In other words, many in the public are reacting to COVID-19 in a way they do not and have not responded to comparable threats. The public is overreacting and the overreaction has harmed the economy and education, and will continue to do so if we continue to operate on fear instead of reason. Tragically, people perceive COVID-19 differently than influenza because the authorities and the establishment media have terrified them with corpses, pushing a frightening narrative that COVID-19 is uniquely deadly while ignoring the IFR that shows that it isn’t. Remember, the authorities and establishment media know better. They are lying about this.

Now that cases are rising mainly because of testing, while deaths are falling both absolutely and relatively, the news media dwell on cases and not deaths. They are substituting cases for deaths because the numbers are larger and scarier. After months of scare mongering, it’s time the American public push back and demand that we return to a normal life.

* * *

The New York Times wrote a nasty piece on Sweden’s experience with COVID-19. It was based on perceptions of Sweden by surrounding Scandinavian countries. An objective examination of the demographics of COVID-19 deaths, as well as the character of institutional integrity, suggests that the problem in Sweden is not their approach to SARS-CoV-2 but other factors, for example an aging population. More than one in twenty Swedes is beyond the standard retirement age of 65, a number higher than in Denmark and much higher than in Norway, and Sweden is a much larger country. 
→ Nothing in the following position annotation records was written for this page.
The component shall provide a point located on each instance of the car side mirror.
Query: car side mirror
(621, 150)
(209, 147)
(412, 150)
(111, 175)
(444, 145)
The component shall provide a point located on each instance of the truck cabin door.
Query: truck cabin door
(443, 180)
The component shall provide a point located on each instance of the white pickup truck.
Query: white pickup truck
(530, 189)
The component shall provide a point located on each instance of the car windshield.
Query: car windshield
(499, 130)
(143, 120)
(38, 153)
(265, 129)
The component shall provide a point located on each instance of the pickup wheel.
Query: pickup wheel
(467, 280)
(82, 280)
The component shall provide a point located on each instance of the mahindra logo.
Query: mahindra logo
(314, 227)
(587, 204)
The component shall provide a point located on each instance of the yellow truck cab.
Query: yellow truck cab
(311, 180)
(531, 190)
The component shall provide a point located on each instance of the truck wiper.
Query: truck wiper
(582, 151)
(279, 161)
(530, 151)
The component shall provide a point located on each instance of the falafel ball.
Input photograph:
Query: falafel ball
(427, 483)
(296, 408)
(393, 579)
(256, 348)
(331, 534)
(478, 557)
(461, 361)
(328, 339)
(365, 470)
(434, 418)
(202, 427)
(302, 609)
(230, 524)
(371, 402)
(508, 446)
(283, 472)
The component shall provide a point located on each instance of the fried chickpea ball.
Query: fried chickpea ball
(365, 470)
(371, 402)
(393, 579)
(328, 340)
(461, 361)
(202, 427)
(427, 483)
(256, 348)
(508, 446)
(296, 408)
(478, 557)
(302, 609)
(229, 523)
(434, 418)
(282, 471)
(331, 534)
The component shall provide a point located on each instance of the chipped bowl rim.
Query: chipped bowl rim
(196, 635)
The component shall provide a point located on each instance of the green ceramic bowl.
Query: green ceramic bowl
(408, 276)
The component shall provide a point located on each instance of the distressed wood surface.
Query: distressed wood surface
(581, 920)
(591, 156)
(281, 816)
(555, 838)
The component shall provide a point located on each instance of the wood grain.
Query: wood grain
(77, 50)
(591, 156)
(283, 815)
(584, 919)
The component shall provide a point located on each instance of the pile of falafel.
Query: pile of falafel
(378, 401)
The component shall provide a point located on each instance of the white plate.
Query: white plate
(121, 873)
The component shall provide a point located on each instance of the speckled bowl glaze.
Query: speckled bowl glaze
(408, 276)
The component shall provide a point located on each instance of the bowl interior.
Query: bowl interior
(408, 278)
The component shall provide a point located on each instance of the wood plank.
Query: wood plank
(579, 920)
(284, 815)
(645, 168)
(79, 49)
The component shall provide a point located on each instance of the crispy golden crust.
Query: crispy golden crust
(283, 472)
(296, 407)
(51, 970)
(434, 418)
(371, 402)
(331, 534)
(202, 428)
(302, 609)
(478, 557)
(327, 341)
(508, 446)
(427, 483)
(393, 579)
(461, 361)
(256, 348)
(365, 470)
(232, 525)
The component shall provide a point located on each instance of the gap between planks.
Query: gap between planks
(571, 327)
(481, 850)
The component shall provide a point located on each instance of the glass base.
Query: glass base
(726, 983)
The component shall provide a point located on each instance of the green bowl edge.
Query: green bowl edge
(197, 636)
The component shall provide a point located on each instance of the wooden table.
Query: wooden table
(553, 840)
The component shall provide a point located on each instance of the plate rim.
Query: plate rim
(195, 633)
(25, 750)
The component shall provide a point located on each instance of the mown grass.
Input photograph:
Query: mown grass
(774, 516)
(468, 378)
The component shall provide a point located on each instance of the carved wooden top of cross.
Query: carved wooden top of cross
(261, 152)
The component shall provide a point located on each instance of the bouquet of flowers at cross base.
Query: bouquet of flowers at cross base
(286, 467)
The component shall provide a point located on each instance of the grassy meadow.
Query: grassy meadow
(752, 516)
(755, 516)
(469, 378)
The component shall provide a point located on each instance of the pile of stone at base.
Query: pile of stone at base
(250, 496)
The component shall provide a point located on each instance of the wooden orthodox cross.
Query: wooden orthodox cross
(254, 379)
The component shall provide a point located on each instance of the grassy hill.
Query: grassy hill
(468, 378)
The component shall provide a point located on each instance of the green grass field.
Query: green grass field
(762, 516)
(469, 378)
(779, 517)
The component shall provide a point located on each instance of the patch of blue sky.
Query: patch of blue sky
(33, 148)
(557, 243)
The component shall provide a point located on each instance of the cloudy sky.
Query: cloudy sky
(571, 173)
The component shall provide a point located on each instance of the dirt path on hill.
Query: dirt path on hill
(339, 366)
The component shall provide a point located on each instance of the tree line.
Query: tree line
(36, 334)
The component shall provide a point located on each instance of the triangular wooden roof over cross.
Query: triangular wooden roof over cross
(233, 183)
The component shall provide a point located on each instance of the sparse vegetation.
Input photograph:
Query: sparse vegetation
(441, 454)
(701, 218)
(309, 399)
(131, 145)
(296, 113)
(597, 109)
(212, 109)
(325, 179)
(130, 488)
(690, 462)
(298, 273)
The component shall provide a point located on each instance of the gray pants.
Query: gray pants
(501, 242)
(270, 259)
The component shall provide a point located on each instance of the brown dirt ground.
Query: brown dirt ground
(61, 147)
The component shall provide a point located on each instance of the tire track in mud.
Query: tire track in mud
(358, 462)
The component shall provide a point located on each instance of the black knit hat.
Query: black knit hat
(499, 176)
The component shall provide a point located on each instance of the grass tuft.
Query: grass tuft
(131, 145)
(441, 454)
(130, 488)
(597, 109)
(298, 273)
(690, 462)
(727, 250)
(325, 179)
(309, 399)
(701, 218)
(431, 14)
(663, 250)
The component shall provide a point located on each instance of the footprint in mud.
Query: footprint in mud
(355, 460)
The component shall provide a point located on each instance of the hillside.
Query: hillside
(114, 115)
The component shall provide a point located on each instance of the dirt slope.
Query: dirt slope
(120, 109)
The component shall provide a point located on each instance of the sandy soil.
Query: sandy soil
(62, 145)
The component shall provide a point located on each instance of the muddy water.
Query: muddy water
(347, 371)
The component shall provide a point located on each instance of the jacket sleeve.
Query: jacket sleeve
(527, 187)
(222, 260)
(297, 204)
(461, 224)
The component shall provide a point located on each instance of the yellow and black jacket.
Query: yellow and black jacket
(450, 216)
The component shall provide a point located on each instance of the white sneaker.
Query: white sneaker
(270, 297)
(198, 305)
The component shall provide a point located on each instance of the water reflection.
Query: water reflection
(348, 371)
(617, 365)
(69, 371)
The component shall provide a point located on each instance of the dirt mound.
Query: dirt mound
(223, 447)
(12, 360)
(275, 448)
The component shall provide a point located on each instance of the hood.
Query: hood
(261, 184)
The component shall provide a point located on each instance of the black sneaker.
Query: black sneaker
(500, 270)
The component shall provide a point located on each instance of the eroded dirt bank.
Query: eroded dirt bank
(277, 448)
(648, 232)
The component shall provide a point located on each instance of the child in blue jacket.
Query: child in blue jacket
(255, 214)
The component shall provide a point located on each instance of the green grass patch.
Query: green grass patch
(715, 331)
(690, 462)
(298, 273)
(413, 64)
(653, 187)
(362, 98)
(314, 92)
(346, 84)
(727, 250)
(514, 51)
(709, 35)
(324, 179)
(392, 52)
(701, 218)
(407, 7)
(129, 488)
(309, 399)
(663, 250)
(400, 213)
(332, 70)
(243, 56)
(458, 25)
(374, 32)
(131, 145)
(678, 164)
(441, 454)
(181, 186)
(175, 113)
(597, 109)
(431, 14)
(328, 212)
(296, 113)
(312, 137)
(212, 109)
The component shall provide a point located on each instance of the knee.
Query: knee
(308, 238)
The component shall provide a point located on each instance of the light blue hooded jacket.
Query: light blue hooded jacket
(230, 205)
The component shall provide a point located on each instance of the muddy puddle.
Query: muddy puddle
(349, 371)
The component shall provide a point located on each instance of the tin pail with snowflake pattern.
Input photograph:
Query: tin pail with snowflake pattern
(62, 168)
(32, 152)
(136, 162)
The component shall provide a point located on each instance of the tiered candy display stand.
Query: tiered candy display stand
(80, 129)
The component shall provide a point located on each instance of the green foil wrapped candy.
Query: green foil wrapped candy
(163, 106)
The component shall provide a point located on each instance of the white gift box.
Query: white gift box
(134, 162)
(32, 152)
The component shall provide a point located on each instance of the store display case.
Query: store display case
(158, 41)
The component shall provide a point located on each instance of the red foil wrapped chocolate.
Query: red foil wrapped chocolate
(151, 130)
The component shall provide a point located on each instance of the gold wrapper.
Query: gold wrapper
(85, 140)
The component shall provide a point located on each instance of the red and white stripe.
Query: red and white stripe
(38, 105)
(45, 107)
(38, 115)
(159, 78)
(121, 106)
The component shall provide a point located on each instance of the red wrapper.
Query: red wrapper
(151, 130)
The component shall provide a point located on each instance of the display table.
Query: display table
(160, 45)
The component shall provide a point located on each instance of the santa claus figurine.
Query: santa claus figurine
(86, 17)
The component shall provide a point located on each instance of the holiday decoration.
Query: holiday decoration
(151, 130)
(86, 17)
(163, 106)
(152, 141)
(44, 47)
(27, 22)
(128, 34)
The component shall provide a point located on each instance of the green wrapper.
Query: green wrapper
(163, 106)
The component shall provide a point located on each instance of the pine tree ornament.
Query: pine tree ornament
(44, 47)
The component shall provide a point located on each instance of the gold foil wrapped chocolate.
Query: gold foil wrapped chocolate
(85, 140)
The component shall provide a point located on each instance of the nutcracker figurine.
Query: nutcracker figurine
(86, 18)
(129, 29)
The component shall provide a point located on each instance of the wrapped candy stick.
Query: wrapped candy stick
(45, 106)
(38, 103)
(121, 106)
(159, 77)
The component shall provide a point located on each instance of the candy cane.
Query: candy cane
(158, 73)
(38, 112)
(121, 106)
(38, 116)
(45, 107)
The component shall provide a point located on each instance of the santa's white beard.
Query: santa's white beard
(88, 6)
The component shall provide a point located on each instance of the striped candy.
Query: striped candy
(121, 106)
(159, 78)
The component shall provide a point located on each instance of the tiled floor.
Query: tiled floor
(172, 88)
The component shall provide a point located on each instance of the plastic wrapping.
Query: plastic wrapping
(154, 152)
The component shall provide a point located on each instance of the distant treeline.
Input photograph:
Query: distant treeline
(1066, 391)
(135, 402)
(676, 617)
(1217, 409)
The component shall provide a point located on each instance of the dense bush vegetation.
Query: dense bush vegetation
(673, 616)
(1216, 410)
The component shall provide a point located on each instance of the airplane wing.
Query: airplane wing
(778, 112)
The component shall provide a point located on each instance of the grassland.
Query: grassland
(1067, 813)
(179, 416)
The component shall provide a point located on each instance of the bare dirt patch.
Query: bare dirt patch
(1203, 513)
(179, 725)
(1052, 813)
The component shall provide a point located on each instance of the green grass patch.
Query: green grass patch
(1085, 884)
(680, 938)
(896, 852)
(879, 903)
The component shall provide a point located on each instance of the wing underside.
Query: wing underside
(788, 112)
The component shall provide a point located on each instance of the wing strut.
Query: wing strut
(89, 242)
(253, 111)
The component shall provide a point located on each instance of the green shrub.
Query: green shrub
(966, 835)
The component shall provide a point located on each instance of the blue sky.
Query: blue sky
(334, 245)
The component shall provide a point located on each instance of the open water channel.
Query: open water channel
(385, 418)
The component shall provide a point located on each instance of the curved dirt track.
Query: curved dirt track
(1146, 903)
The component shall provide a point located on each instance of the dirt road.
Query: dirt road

Most COVID-19 deaths have occurred in a very small proportion of the population. Those 70 years of age and older account for 88.9 percent of deaths. Moreover, more than half of them were in long-term care facilities. Of the 5,420 total deaths as of July 3, only 9 people below the age of 30 have died from the virus in Sweden. As the research indicates, most of those who die young have comorbidities, such as a compromised immune system. They are at risk from other viruses, as well. The case fatality rate of those under the age of 70 is less than 1 percent in Sweden. Applying a bottom end factor of 15, the infection fatality rate is 0.05% for those under the age of 70. For all age groups, a conservative estimate of infection fatality race is half of 1 percent.

This virus is comparable to influenza in its lethality. No country stops society on account of the flu. While death is tragic (albeit inevitable), the statistics do not suggest the more restrictive approach other countries have taken would have been markedly better. Sweden has performed better than Great Britain and Spain, to take two notable examples of countries with restrictive policies. Moreover, Sweden’s approach is likely the only viable long-term approach to SARS-CoV-2 if societies want to avoid economic calamity and its consequences, for example diminishment of the material capability of supporting the health care sector. 

Beyond the demographics of age, two factors stand out: 

First, Sweden’s neoliberal approach to health and welfare has been more aggressive than other countries. High quality healthcare is increasingly difficult to come by in Sweden. The system is rationed, with restrictive access and long waiting times. There is a tradition in Sweden of stalling until patients are quite sick. There are chronic shortages of medical personnel. As a result, a large proportion of those who died from COVID-19 died outside ICU. The effects of neoliberalism are particularly felt in long-term care facilities. While most elderly care is funded taxes and government grants, an increasing number of municipalities are privatizing elderly care. Shortfalls in care in private long-term care facilities is well-known in Sweden.

Second, Sweden’s health and welfare systems have been severely strained by a large immigrant population heavily dependent on government resources. Other Scandinavian countries have not been nearly as generous to immigrants as has Sweden. The Swedish government has responded by reducing immigration, but the damage done to its systems of health and welfare systems (as well as public safety) will be felt for a long time.